Funktionsweise von Verwerfungen und der seismische Zyklus
Das Verständnis darüber, wie Verwerfungen funktionieren, das es uns letztlich ermöglicht, die seismische Gefährdung und das seismische Risiko einzuschätzen, beruht zum Teil auf der Bestimmung der Wiederholungszeit und der räumlichen Ausdehnung der seismischen Brüche und setzt somit gute Kenntnis des lokalen und regionalen Deformationsfeldes voraus. Die Modelle des seismischen Zyklus basieren derzeit auf sehr wenigen gut dokumentierten Fällen sowohl für Verwerfungen mit geringer Rutschungsrate als auch für die meisten größeren Verwerfungen, die sich zum Beispiel im Erdbeben von Japan vom 11. März 2001 (Mw 9.0) geäußert haben, dessen wahrscheinlich tausendjährige Wiederholungsrate nicht ausreicht, um die Konvergenz von 8-9 cm/Jahr entlang der Rinne zu kompensieren. Ein wichtiger Teil unserer Bemühungen besteht in dem Sammeln und der Analyse von interdisziplinären Daten, die den seismischen Zyklus dokumentieren.
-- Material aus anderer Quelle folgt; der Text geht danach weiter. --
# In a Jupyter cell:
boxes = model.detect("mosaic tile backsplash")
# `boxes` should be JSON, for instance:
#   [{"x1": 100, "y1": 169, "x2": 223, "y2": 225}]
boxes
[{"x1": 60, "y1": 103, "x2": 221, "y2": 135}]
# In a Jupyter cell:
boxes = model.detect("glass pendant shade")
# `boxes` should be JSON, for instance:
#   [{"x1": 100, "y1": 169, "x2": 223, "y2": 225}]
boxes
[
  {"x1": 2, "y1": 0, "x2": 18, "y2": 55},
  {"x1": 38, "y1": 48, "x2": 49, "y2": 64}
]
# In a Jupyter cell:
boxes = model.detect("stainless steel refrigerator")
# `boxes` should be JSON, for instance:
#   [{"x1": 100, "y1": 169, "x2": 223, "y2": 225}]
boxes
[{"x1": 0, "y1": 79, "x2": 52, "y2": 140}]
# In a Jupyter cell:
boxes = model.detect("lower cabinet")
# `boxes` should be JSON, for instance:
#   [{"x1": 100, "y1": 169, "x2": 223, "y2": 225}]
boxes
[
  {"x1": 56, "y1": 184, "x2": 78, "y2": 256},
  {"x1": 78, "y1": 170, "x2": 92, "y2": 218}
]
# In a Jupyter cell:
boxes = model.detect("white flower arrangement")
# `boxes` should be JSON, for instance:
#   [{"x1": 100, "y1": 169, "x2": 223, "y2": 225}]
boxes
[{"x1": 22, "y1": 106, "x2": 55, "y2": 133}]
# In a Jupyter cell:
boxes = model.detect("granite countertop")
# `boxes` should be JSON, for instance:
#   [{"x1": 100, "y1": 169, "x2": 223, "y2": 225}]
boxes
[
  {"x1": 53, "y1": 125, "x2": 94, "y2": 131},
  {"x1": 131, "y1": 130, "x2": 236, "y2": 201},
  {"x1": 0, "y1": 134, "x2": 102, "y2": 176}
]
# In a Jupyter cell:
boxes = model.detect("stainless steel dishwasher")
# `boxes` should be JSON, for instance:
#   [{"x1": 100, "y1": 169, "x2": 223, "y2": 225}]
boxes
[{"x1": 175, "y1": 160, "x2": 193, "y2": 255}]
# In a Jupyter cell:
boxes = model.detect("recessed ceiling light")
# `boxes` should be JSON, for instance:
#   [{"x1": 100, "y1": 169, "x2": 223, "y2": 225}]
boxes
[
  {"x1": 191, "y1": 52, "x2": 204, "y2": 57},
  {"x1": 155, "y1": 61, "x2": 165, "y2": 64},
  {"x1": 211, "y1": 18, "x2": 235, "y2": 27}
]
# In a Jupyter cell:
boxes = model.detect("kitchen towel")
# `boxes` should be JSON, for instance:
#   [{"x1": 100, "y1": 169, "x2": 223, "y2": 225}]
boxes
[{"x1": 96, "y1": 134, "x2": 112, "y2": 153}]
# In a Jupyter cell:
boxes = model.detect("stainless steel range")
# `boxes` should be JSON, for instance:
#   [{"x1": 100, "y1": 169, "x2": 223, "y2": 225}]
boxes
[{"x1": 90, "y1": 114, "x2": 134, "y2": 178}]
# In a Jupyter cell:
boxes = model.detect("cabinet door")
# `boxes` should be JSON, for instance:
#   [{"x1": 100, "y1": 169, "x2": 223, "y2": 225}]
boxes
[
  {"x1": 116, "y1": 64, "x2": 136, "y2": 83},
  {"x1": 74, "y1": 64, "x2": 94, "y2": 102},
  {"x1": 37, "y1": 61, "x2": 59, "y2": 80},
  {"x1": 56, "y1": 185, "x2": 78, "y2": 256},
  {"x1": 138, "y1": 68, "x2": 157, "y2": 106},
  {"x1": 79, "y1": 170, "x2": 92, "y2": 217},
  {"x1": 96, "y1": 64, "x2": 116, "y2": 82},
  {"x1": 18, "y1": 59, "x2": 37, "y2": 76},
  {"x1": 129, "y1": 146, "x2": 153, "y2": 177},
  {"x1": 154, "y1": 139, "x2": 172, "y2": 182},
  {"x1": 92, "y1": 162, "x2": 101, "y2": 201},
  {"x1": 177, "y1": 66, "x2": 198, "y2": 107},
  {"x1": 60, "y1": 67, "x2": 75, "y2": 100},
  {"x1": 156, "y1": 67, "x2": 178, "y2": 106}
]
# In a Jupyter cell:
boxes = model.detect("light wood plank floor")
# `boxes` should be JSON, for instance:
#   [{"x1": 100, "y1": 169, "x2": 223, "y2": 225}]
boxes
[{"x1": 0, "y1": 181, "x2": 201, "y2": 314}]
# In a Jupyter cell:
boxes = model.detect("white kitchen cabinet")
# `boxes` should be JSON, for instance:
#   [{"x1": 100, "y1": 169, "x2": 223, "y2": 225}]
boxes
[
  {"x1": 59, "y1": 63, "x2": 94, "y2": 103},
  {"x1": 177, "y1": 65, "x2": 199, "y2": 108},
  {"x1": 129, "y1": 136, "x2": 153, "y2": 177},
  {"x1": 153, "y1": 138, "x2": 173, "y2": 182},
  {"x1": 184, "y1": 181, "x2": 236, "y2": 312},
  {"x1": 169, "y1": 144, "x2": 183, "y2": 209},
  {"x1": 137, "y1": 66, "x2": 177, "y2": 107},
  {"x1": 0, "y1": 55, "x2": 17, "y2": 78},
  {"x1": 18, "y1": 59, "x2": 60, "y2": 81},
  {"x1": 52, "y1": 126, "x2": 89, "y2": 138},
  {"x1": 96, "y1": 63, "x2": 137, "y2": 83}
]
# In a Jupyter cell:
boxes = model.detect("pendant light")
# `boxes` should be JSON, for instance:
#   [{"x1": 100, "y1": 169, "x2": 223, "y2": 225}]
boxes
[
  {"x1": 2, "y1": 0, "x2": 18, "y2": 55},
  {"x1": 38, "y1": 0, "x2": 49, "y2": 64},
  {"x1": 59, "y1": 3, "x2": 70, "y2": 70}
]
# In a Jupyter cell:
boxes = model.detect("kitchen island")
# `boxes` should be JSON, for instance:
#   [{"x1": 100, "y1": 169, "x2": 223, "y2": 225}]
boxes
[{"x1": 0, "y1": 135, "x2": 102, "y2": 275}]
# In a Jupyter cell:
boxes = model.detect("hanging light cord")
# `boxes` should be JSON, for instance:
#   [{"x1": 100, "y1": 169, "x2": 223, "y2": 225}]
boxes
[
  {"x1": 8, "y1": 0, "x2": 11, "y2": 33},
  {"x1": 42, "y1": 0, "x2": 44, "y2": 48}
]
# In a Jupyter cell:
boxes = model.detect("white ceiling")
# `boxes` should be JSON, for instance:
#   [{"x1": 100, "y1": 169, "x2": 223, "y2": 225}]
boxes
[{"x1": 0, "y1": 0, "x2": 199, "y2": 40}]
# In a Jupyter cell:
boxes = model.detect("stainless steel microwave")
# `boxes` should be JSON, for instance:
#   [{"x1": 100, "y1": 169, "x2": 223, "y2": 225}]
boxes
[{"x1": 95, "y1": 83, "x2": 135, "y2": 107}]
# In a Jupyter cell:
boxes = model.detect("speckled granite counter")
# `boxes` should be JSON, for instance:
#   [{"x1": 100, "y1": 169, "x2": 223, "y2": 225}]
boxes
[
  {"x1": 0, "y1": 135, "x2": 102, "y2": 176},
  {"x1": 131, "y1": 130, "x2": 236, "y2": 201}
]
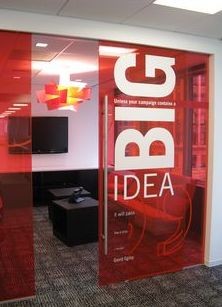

Unsere Forschungsarbeiten beschäftigen sich mit bekannten Verwerfungen mit Blattverschiebungen, Abschiebungen oder Aufschiebungen. Unsere Arbeit besteht darin, die Geschwindigkeit der Rutschung durch Geodäsie, die Wiederholungszeit und die Parameter der koseismischen Rutschungen durch Paläoseismologie und die räumliche Ausdehnung der ehemaligen Brüche durch Geomorphologie zu bestimmen. Um mögliche Variationen der Rutschungsgeschwindigkeit dieser Verwerfungen berücksichtigen zu können, muss die Geschwindigkeit über lange Zeiträume mit zeitlich möglichst engschrittigen Messungen mehrfach bestimmt werden. Unsere bevorzugten Untersuchungsstätten sind die größeren Verwerfungen an kontinentalen Plattengrenzen in den Mittelmeerregionen (nordanatolische Verwerfung, ostanatolische Verwerfung, Totes-Meer-Verwerfung und das aktive nordafrikanische Verwerfungssystem).
Der gegenüberstellende Vergleich der langfristigen und kurzfristigen Geschwindigkeiten schließt zudem die Untersuchung der verschiedenen im gesamten seismischen Zyklus stattfindenden physikalischen Mechanismen ein, insbesondere das Auftreten von Übergangsbewegungen, vor allem während der Zeit vor und nach einem Erdbeben. Daher ist die Entwicklung einer geeigneten Methode erforderlich, um diese Übergangsbewegungen mit geringer Amplitude berücksichtigen zu können.